Complace a tus genes

No todos los genes son iguales. Los que dictaminan tu color de ojos se expresaron sin que pudieras «negociar» con ellos para llegar a un acuerdo unánime. Otros, en cambio, se expresan o silencian en respuesta a la información que reciben del exterior (incluida la nutrición). Y sobre ella, afortunadamente, sí tienes control.

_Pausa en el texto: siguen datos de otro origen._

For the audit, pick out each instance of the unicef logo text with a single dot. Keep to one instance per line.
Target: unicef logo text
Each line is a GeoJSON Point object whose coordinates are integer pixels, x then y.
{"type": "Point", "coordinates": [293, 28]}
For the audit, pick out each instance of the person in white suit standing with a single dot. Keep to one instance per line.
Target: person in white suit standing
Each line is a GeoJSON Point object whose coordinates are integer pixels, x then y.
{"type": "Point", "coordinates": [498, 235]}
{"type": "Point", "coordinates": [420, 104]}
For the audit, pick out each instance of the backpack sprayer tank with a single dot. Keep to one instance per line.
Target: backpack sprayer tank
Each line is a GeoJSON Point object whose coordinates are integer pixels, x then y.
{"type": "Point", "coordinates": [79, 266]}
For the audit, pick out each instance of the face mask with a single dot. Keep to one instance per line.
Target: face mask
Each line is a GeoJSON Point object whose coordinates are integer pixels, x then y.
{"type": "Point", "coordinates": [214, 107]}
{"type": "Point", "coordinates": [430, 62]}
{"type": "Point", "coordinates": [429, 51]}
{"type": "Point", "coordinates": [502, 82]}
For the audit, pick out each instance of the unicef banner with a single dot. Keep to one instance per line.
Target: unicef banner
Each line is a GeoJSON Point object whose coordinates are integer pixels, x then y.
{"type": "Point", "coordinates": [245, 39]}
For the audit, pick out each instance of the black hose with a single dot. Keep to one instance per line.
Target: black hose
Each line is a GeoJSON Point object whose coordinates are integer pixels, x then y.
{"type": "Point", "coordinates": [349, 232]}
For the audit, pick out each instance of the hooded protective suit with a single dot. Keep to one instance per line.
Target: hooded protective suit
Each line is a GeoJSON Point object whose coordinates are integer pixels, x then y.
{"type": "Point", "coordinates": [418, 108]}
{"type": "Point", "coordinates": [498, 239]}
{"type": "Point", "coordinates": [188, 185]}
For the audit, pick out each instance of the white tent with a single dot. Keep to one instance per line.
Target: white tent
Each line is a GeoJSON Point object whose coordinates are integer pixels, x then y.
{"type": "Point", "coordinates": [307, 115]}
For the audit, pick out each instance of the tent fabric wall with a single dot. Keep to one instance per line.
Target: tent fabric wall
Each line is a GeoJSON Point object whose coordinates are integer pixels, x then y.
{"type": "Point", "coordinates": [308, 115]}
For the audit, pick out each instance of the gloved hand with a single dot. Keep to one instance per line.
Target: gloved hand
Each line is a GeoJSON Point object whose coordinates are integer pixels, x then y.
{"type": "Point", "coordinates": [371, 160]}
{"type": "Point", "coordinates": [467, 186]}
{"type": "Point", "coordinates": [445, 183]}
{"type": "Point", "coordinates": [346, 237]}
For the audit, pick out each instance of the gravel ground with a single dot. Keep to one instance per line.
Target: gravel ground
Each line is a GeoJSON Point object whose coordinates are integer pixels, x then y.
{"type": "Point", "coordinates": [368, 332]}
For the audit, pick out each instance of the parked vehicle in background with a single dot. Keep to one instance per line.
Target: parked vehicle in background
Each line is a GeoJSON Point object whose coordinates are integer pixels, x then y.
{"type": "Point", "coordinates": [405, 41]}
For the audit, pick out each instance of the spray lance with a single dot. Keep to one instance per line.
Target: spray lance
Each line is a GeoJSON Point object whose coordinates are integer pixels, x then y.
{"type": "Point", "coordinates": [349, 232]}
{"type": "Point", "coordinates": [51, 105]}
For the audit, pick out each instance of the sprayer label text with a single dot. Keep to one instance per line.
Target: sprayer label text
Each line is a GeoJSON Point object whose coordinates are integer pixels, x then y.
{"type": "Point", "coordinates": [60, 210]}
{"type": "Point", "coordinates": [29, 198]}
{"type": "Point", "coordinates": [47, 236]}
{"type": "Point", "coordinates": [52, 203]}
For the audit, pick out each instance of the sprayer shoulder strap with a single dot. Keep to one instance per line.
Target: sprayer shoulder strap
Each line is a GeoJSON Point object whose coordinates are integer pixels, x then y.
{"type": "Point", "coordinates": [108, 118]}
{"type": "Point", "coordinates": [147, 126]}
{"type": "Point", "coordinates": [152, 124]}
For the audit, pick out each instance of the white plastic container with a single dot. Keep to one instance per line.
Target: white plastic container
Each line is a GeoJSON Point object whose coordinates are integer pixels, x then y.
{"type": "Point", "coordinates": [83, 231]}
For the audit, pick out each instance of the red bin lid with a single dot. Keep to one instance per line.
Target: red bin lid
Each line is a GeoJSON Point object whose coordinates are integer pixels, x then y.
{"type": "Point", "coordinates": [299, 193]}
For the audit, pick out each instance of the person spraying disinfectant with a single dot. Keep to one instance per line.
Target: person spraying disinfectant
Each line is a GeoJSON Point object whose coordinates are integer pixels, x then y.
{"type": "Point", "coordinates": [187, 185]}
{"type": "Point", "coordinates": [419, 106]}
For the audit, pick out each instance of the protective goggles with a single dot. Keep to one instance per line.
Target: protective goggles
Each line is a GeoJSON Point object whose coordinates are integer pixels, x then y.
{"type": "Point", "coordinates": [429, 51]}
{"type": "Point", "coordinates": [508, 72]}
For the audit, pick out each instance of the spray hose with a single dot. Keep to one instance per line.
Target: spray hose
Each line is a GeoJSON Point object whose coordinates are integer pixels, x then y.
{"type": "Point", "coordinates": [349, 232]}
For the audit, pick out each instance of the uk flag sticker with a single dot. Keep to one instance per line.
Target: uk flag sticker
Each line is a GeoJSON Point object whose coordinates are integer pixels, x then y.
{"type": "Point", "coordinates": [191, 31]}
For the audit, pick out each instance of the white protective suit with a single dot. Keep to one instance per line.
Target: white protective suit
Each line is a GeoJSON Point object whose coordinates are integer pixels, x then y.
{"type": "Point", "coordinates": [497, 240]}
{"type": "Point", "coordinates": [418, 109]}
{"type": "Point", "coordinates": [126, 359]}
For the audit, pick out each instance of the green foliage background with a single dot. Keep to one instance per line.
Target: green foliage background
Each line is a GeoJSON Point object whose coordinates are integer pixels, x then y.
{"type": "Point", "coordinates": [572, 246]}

Tus genes no son una condena vitalicia.

Aunque nacieras con una secuencia genética particular, que te acompañará inamovible durante toda la vida, tienes el poder de influir sobre ella: la epigenética es la flamante ciencia que está tratando de dilucidar cómo los factores ambientales modulan la expresión de los genes.

Sí. El ambiente influye sobre los genes del mismo modo que el pianista influye sobre el sonido de una melodía. «Tema de Amor» no suena igual si la toco yo o si la toca Julio Mazziotti. No.

 

 

Tu secuencia genética apenas difiere de la mía. Y es básicamente idéntica a la que tenías al nacer, cuando se expresaban genes que estimulaban a tus células a dividirse para que tu cuerpo pudiera crecer. Lo que sí varía son las posiciones de las etiquetas químicas que le indican a tus genes si deben expresarse o no. Y estas etiquetas se colocan en un lugar u otro de tu ADN según la información que tus células reciben del exterior. Esto se traduce en que puedes minimizar (e incluso eludir por completo) una tendencia genética a padecer alzhéimer, cáncer o depresión (y una miríada de enfermedades más) simplemente con tus elecciones diarias.

Lamentablemente, no puedes controlar todos los factores ambientales que te harán más o menos proclive a disfrutar de por vida de un vigor imbatible y de una salud de hierro, pero sí puedes minimizar tu exposición a tóxicos, hacer algo de ejercicio, nutrirte acorde a tus genes, abrazar más árboles, aprender a controlar el estrés, priorizar tus horas de sueño y decir «te quiero» más a menudo, especialmente a ese bello ser que te mira desde el espejo.

Así te asegurarás de estar haciendo todo lo posible por que el pianista que se siente a tu piano sea un auténtico virtuoso, capaz de tocar la mejor versión de tu propia melodía.